When I visit my mother's memorial at Springvale Botanical Cemetery, evidence of other family and friends greets me, and I realise how many others miss her too, by the number of tributes they leave behind. Her favourite flowers, gifted straight from the garden of a friend, sit alongside the traditional Greek lamp within the monument's tribute box. The oil is kept topped up by her stream of visitors, burning in continuous vigil like the one she always kept alight at home. My daughter’s tiny clay pot, specially designed to fit her grandmother’s bingo coins, sits amidst the tribute box offerings of love.
Her memorial has become a focal point to translate our memories of her into a tangible form with items that brought her joy or were part of a simple daily ritual she held dear. These are physical reminders of a unique individual who cultivated endless moments, now memories, within the tight circle of family and friends she loved and who loved her in return.
Our attempts to generate presence in the face of my mother’s absence is not unusual. Honouring the unique lives of our loved ones is a key part of the grieving process and often takes the form of creating physical reminders of them. I’ve noted many personal tributes left at memorials. These items embody specific moments and pleasures, pursuits and personality traits of loved ones that are still keenly felt by those who once shared a common ground with them and are looking to find ways to bridge the gap left by their passing.
For some, this can mean creating a monument or an inscription that illustrate the personality of their loved ones for future generations to connect with. Some will compress a portion of their loved one’s ashes into a diamond they can wear and keep close. For others, it can be the simplest of acts, like eating a favourite sweet treat at their graveside.

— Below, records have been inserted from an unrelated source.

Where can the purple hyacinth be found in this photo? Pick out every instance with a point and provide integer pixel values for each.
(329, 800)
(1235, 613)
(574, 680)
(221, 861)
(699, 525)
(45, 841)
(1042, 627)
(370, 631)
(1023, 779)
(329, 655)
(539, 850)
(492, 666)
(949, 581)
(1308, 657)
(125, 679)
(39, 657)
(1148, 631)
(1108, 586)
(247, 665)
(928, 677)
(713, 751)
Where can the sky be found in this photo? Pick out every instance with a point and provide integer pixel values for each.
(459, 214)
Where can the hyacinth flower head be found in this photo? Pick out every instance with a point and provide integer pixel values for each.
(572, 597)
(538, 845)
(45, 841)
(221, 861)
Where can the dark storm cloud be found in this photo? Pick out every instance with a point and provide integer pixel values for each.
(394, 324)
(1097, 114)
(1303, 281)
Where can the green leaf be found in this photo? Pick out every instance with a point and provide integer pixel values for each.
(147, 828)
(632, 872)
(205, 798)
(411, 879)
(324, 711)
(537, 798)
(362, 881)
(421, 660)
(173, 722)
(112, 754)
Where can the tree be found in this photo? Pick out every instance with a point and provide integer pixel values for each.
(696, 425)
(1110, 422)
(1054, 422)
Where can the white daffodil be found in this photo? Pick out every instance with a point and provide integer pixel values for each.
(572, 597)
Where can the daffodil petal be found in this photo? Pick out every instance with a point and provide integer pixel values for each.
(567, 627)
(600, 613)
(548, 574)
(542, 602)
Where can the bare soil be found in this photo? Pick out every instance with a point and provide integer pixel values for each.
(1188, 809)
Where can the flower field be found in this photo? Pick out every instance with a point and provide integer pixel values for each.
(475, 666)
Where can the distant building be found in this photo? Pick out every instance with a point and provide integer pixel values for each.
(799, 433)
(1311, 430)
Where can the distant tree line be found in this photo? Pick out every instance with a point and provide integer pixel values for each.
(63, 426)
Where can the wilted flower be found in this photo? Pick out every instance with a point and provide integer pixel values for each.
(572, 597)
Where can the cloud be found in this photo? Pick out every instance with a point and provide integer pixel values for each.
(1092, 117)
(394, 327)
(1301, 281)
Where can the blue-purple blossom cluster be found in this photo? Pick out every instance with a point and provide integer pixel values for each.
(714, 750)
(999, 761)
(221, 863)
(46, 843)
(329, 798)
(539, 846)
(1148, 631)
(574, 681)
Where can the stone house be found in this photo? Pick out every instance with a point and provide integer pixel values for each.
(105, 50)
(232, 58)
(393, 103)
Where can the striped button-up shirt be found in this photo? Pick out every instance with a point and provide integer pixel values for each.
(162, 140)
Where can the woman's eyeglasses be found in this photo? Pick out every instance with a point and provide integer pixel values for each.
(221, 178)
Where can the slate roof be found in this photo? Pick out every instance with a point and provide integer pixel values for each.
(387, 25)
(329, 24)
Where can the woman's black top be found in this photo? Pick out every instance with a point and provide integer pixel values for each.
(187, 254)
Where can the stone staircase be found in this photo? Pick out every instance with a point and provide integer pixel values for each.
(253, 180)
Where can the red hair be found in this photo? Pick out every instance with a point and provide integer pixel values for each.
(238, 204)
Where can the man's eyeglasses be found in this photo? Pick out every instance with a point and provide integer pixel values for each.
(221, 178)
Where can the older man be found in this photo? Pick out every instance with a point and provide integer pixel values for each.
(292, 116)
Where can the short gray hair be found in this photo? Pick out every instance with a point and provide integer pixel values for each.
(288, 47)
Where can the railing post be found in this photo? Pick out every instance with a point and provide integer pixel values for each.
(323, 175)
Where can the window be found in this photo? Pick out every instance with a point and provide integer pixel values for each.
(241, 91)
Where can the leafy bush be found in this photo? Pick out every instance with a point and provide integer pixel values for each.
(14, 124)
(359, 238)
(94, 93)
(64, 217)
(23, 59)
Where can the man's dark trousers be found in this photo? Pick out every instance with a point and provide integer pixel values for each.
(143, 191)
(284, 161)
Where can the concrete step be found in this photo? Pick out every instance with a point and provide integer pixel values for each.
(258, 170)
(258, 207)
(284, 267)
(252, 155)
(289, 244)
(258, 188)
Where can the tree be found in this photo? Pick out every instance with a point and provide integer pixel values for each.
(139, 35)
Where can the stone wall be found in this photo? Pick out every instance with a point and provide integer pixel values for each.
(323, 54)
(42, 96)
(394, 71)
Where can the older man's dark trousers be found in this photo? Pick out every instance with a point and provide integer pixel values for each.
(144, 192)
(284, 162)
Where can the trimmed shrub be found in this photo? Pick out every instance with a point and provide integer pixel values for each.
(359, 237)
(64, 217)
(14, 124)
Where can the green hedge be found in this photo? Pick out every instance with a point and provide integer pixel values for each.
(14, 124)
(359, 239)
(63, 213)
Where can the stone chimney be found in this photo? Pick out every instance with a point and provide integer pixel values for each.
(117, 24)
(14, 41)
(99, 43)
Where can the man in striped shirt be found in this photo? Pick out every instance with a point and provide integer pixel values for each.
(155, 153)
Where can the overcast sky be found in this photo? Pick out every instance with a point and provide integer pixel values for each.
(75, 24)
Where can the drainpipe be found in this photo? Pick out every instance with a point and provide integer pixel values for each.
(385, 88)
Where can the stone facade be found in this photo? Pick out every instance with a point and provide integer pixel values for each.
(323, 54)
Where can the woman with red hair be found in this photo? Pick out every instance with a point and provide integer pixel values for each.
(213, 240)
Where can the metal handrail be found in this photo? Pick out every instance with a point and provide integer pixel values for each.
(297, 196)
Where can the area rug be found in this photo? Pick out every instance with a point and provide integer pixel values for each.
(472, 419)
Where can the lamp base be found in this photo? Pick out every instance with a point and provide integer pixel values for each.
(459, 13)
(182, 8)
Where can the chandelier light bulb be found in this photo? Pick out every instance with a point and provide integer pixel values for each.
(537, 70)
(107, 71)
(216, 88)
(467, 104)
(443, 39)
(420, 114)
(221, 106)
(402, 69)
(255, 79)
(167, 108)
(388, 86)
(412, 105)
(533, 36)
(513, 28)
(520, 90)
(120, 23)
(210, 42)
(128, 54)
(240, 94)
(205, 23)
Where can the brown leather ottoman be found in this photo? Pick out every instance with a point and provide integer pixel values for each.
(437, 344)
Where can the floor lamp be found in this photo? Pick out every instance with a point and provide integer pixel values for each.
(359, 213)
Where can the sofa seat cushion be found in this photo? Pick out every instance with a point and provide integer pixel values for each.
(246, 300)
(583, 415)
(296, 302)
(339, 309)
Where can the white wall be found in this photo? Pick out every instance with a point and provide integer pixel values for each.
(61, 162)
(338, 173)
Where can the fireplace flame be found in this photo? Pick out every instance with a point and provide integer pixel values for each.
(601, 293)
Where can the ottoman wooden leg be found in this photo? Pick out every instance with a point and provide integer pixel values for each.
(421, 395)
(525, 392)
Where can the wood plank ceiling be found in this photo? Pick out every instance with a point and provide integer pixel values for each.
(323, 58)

Whatever our differences in terms of the array of tributes we leave behind, we are united as humans in that we all experience death and loss at some point in our lives and we will each in our own way, grieve. The poet Henry Wadsworth Longfellow understood the need to keep memories alive and once said, “The heart, like the mind, has a memory. And in it are kept the most precious keepsakes.” Memorials and tributes are an outward representation of the keepsakes in our hearts and I’m learning how important having a memorial to visit and place tributes on is for the healing process of those left behind. They provide a central point where we can feel unified in our loss.
For my part, I feel a sense of connection and gain a great deal of comfort knowing there is a collective of people caring for my mother. The relationship we had with her is still there even if she isn’t. We will move through this time of grief together, peppered by the moments we can no longer share with her, but unified nonetheless. Which is exactly what she would have wanted.